The Latest: Cop describes smoke coming off McDonald’s body
CHICAGO (AP) — The Latest on the trial of a Chicago police officer charge with murder in the shooting of black teenager Laquan McDonald (all times local):
A Chicago police officer has testified that she saw smoke coming off the body of Laquan McDonald as bullets from another officer’s gun struck him as the black teenager lay on the ground.
Prosecutors again showed video of the shooting as Officer Dora Fontaine testified Monday in the trial of Officer Jason Van Dyke. She appeared to be climbing out of her squad car when Van Dyke shot McDonald.
She was in the street when McDonald was on the ground as Van Dyke kept firing.
She said she never saw McDonald attack any officers, charge officers or even raise his arm. Video shows he was walking away from officers with a knife in his hand when Van Dyke began shooting. He fired 16 shots.
Fontaine testified under a grant of immunity. She’s the only officer to challenge statements attributed to her in police reports about the shooting. Some other officers have been charged with lying in what prosecutors say was an effort to protect Van Dyke.
Prosecutors have shown jurors more video during the trial of a white Chicago police officer charged with murder in the 2014 shooting of black teenager Laquan McDonald.
The jury has seen video of the shooting three times in the first day of the trial for Officer Jason Van Dyke, including once during opening statements.
During the questioning of an FBI expert later Monday, prosecutors showed side-by-side videos of the shooting from different squad cars and from surveillance cameras at a nearby Dunkin Donuts.
At one point during testimony, prosecutors stopped the video just as McDonald was shot and then as he lay on the ground.
The video shows Van Dyke opening fire on McDonald as the 17-year-old was walking away from officers. He fired 16 shots. Prosecutors say the shooting was “completely unnecessary.” The defense says Van Dyke was afraid for his life.
Prosecutors have started calling witnesses in the trial of a white Chicago police officer charged with murder in the 2014 shooting of black teenager Laquan McDonald.
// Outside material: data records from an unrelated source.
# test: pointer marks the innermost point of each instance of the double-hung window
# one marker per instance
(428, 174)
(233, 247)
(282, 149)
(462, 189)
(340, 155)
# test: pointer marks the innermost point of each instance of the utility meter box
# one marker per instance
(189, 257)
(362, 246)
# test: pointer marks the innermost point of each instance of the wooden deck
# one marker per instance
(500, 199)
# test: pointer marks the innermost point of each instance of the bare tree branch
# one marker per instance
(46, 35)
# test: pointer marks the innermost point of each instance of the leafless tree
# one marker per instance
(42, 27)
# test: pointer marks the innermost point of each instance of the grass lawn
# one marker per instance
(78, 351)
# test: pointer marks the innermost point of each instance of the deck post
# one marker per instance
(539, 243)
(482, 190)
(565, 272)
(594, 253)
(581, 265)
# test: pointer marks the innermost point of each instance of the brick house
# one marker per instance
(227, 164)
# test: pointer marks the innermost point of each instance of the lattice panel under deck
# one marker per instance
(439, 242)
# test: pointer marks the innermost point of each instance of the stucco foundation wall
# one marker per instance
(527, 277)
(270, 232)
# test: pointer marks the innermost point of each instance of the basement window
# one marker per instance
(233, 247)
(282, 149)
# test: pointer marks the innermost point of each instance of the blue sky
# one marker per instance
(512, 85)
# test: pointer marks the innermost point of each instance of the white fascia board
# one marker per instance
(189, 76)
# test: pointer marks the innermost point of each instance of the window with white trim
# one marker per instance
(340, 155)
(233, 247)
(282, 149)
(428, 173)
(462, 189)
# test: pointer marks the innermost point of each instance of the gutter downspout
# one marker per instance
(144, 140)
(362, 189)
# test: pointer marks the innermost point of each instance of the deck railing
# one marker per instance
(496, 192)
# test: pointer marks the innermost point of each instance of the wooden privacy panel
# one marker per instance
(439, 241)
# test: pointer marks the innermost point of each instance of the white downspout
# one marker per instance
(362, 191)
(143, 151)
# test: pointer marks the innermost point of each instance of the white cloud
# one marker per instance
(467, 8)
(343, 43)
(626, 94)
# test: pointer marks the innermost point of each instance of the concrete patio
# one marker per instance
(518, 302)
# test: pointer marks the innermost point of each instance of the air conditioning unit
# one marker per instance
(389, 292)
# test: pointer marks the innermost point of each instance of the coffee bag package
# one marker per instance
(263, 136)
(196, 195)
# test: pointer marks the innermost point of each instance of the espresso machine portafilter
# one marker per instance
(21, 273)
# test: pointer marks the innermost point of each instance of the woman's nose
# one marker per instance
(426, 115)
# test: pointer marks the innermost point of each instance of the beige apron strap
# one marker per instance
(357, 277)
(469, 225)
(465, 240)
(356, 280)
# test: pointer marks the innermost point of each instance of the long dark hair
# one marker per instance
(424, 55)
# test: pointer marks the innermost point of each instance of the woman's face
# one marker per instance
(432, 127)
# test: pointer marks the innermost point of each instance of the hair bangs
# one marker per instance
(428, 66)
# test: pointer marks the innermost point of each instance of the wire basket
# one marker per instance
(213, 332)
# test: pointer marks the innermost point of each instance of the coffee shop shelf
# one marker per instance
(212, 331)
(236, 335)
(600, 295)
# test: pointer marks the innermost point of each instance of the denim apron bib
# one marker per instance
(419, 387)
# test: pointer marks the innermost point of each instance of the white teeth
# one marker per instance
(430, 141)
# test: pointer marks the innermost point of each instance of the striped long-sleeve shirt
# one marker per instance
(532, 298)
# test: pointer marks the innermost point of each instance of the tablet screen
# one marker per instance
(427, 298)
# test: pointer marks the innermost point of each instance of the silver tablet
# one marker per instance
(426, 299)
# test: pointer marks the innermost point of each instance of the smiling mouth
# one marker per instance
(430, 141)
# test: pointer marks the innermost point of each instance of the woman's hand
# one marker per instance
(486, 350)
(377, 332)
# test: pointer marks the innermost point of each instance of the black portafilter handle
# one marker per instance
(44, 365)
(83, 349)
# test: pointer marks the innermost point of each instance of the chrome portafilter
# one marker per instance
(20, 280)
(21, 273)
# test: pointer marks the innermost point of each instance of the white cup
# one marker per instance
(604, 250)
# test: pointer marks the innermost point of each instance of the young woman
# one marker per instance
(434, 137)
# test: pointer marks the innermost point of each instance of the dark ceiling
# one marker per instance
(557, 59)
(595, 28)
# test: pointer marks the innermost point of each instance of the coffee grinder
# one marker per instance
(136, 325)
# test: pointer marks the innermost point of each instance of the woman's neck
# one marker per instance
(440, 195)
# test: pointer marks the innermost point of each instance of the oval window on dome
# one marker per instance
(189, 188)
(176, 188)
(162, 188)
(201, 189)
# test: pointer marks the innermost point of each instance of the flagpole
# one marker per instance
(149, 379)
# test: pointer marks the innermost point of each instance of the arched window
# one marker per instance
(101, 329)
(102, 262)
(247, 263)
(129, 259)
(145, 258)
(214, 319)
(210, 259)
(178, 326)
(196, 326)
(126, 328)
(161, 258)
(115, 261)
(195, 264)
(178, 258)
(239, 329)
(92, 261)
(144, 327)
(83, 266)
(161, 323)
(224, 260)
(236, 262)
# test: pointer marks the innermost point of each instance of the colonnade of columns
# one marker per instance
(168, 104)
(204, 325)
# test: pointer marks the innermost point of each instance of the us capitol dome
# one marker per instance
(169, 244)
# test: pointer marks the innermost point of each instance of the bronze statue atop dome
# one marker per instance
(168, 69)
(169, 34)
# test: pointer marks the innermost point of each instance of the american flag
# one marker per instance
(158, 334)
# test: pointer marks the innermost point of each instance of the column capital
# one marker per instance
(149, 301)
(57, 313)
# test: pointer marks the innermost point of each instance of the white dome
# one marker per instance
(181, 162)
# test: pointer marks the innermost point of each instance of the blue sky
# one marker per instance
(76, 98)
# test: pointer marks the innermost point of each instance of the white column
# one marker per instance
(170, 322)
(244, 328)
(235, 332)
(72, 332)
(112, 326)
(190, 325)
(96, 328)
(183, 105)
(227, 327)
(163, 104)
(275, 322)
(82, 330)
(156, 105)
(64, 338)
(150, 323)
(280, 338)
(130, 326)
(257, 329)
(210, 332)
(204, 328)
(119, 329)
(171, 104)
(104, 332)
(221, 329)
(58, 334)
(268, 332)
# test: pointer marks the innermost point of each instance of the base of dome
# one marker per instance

The first witness Monday in Jason Van Dyke’s trial was another officer who was at the scene when McDonald was walking around with a small knife as officers tried to stop him. Prosecutors have stressed that Van Dyke was the only officer to fire a gun.
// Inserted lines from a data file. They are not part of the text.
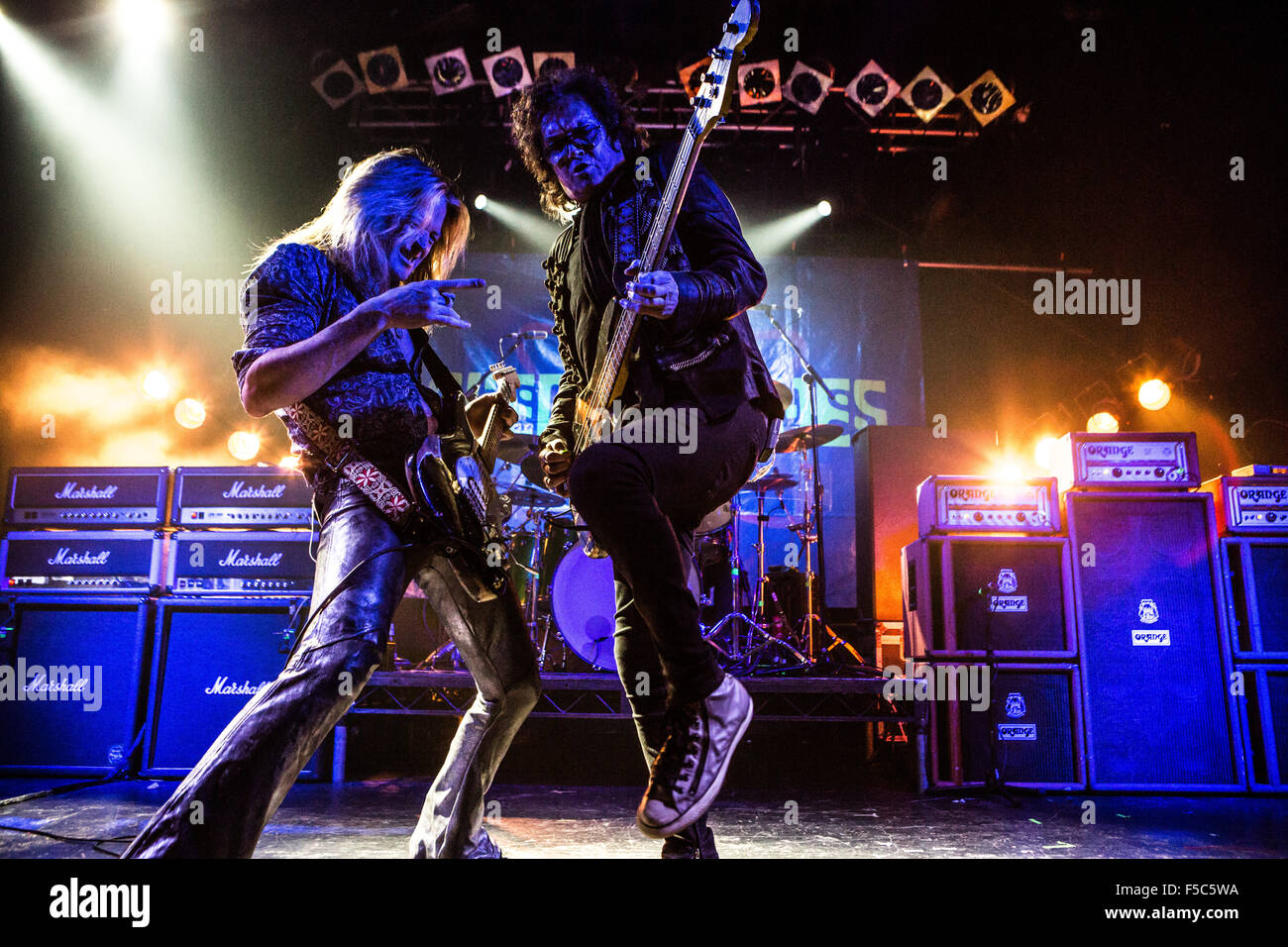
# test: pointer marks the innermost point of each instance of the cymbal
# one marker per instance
(536, 499)
(516, 447)
(771, 482)
(806, 437)
(785, 393)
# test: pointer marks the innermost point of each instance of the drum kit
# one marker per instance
(568, 598)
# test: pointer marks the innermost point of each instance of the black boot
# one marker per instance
(695, 841)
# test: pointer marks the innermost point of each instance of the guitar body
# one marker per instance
(608, 379)
(450, 479)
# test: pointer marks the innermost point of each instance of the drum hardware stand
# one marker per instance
(754, 625)
(812, 512)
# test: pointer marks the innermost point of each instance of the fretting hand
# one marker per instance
(651, 294)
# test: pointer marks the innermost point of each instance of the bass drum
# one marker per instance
(585, 604)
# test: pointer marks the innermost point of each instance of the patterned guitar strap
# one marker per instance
(343, 458)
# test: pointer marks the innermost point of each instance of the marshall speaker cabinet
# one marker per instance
(1029, 712)
(71, 682)
(211, 656)
(1153, 646)
(969, 594)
Officer Joseph McElligott said he got within 15 feet (4.5 meters) of McDonald, the same distance Van Dyke was when he shot the teen. He says McDonald also stabbed the tire of the squad car his partner was driving and struck the window with the knife.
But McElligott never fired his gun. He testified that he thought his partner was protected and that someone was coming with a Taser that could be used to subdue McDonald.
A defense attorney for a white Chicago police officer charged with murder in the 2014 shooting of black teenager Laquan McDonald says the officer “acted as he was trained to do.”
Attorney Daniel Herbert says Officer Jason Van Dyke was “a scared police officer who was fearful for his life and the life of others” when he opened fire on McDonald. Herbert made the comments during opening statements Monday at Van Dyke’s trial.
Prosecutors earlier had shown showed video of the shooting. It shows Van Dyke shooting McDonald 16 times as the 17-year-old walks away from officers. He was carrying a small knife.
Herbert says McDonald had tried to attack a truck driver with his knife. But special prosecutor Joseph McMahon called the shooting “completely unnecessary.”
Prosecutors are showing jurors video of a white Chicago police officer fatally shooting black teenager Laquan McDonald.
Prosecutors showed the video 15 minutes into opening statements Monday in the trial of Officer Jason Van Dyke. It shows Van Dyke shooting McDonald 16 times as the 17-year-old walks away from officers.
Special prosecutor Joseph McMahon called the shooting “completely unnecessary.” He said McDonald was armed with a 3-inch (7.5-centimeter) knife when Van Dyke shot him. McMahon says Van Dyke started firing six seconds after getting out of his squad car.
The defense is set to make its opening statement after prosecutors finish theirs.
Judge Vincent Gaughan on Monday denied a defense request to move the trial from Chicago.
A judge has decided that the murder trial of a white Chicago police officer charged in the 2014 shooting death of a black teenager should not be moved out of the city.
Cook County Judge Vincent Gaughan announced his decision Monday morning.
Defense attorneys requested that the trial be moved because the extensive publicity since the 2015 release of the video that shows Officer Jason Van Dyke shooting 17-year-old Laquan McDonald 16 times makes it impossible to find impartial jurors needed for a fair trial.
But attorneys were able to select a jury in less than a week.
Opening statements will be later Monday.